Cercle Zetetique

Les "Saintes Ecritures" revisitées

par Paul-Eric Blanrue


Pendant de longs siècles le texte biblique fut pris au pied de la lettre par les plus savants des hommes : si Dieu avait inspiré scribes et prophètes, on pensait que le devoir des fidèles était de vénérer sa parole sans y apporter la moindre retouche personnelle. Le divin message, par nature (ou plutôt : par surnature) était nécessairement parfait et se suffisait à lui-même ; contester cette assertion, c'était pécher par orgueil et instiller le doute dans la foi, ce qui valait les pires ennuis.

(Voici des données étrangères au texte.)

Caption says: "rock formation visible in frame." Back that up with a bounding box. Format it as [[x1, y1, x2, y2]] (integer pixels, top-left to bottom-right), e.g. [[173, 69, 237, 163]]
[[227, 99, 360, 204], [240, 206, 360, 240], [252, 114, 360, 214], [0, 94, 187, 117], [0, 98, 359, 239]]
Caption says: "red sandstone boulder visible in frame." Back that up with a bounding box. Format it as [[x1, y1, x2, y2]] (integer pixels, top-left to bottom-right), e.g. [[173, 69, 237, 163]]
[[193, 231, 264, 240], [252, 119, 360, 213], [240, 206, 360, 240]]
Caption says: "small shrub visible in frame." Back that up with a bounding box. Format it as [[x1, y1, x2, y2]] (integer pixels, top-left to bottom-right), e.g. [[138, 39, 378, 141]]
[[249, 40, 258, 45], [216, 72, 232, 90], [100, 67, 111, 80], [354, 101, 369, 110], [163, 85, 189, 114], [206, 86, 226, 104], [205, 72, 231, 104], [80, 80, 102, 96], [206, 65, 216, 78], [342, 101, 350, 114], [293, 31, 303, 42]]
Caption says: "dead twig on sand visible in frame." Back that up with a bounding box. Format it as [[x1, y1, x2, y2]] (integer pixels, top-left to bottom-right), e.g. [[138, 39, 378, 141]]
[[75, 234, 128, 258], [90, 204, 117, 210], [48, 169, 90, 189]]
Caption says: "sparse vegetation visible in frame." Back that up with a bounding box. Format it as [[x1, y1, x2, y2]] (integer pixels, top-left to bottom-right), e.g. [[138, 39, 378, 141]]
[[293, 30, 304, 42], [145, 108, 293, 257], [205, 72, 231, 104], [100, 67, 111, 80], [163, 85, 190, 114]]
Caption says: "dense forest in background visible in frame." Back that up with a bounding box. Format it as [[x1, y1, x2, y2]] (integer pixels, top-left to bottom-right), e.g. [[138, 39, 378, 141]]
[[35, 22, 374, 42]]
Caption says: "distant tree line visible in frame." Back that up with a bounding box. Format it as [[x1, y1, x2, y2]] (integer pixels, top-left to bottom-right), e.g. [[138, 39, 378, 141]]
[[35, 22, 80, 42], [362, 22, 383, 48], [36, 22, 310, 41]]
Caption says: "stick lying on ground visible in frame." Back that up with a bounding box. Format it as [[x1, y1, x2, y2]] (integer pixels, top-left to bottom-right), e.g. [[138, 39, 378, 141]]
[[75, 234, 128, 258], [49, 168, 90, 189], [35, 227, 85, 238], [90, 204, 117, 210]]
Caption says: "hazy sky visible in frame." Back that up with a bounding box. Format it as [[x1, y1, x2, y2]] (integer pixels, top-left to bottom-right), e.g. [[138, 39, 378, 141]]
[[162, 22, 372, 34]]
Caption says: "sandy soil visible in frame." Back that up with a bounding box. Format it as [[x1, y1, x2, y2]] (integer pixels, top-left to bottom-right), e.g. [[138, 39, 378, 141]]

On chercha donc la Vérité dans la Bible (je parle de la Bible chrétienne) en privilégiant à outrance le premier degré. A toute une civilisation, le Déluge de Noé, la traversée de la Mer Morte à pieds secs, parurent aussi indéniables que la guerre des Gaules ou la bataille de Bouvines, aux XVIe et XVIIe siècles, une centaine de commentateurs s'acharnèrent à trouver l'âge de l'Univers d'aprés la chronologie biblique de la Genèse : entre -3928 et -4103, disaient-ils; sur les recommandations de Bède le Vénérable, Lactance, St. Thomas d'Aquin et moultes autres personnalités aussi sages, de savants hommes d'Eglise cherchèrent benoîtement à localiser l'Eden : certains le dénichèrent en Babylonie, d'autres en Arménie, d'autres encore affirmèrent qu'il était situé en Palestine et jamais aucun d'entre eux ne se découragea ; Grégoire de Nizance, Isidore de Séville, les têtes pensantes de la Chrétienté triomphante débattirent avec un imperturbable sérieux de la date à laquelle le Paradis avait été "planté devant Dieu" : le 25 mars était la date la plus couramment retenue, encore que le 25 octobre eût ses fervents partisans - et pour l'année, c'était un autre problème... Agostino Inveges n'hésita pas, pour sa part, à préciser que l'expulsion d'Adam et Eve eut lieu à 4 heures de l'aprés-midi, un vendredi 1er avril !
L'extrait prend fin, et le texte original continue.